Human exposure to Phthalates, a family of chemicals primarily used to enhance the flexibility and durability of plastics, could lead to a decline in semen quality. Extensive studies have been performed to investigate the associations between semen quality and exposure to environmental pollutants, such as phthalates. However, these early studies mainly focus on using conventional statistical methods, such as simple and efficient multi-variable linear regression methods, to perform the analysis, which may not be effective in analyzing these complex multi-variable associations. Herein, we perform a systematic study of the performance of different machine learning methods in analyzing these associations.

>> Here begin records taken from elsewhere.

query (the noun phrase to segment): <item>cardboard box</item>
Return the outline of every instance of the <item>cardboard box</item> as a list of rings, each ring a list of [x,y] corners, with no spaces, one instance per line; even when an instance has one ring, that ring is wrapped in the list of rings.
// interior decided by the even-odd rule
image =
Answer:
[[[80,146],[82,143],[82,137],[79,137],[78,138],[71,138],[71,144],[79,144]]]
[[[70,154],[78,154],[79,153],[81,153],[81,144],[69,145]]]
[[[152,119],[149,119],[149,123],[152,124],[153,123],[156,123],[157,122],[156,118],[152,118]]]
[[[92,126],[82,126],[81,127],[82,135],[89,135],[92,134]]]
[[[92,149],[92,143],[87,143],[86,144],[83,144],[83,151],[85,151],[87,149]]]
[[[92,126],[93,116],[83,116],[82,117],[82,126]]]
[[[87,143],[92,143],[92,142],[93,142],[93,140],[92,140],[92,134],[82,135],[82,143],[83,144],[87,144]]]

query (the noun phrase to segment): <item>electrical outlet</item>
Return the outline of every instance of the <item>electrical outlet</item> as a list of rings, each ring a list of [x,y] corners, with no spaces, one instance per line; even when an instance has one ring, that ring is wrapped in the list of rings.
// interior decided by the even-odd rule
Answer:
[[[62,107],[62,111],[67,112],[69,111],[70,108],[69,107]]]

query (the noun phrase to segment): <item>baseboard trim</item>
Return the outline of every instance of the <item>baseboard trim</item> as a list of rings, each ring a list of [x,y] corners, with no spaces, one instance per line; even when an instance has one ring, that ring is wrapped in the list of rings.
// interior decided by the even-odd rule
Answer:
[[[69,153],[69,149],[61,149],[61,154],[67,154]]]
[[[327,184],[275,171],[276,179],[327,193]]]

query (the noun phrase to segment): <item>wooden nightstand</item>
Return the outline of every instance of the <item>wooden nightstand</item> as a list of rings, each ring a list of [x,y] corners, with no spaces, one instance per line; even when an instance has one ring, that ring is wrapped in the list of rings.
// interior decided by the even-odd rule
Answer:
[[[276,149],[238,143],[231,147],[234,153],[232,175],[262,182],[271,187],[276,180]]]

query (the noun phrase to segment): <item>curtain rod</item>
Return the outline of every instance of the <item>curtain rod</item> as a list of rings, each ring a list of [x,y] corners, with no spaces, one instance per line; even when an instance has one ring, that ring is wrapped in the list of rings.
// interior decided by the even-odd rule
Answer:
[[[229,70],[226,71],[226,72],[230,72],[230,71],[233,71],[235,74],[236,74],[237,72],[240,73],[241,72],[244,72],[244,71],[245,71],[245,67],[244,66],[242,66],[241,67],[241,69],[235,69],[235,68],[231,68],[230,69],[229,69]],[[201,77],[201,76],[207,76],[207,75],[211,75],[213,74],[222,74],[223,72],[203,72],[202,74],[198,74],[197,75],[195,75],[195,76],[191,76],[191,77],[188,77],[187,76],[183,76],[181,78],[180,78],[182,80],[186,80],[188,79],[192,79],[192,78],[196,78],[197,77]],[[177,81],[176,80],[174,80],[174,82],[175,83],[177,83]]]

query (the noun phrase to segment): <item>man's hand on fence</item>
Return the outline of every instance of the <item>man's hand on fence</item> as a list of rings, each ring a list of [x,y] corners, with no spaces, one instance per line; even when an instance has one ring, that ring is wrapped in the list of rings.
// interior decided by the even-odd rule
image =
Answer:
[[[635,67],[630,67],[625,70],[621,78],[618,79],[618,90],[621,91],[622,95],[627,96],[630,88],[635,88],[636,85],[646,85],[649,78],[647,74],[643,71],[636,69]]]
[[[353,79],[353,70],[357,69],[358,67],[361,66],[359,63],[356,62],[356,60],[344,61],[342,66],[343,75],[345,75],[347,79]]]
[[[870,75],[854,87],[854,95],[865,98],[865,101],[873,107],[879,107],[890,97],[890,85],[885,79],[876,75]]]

We will use data from a cohort of 1070 Chinese males from Hubei province who provided repeated urine samples to measure phthalate metabolites. In addition, phthalate metabolites in semen are also evaluated as a biomarker to give a more direct metric. We also incorporate patient demographics and administered medications into the analysis. Overall, six machine learning models, including linear and non-linear models, are implemented to analyze associations among thirty-one features and five metrics of the quality of the semen. The performance of the models is evaluated based on root-mean-square deviation through 10-fold cross-validation. Our investigations show that the performance of different models is varied when employed to study different metrics that represent the quality of the semen. Therefore, a systematic study of the patients’ data with various machine learning models is essential in improving the quantitative analysis in discovering the critical environmental pollutants that dictate the quality of semen. We hope this study could provide guidance of employing machine learning models in the future investigation of the impact of various pollutants on semen quality.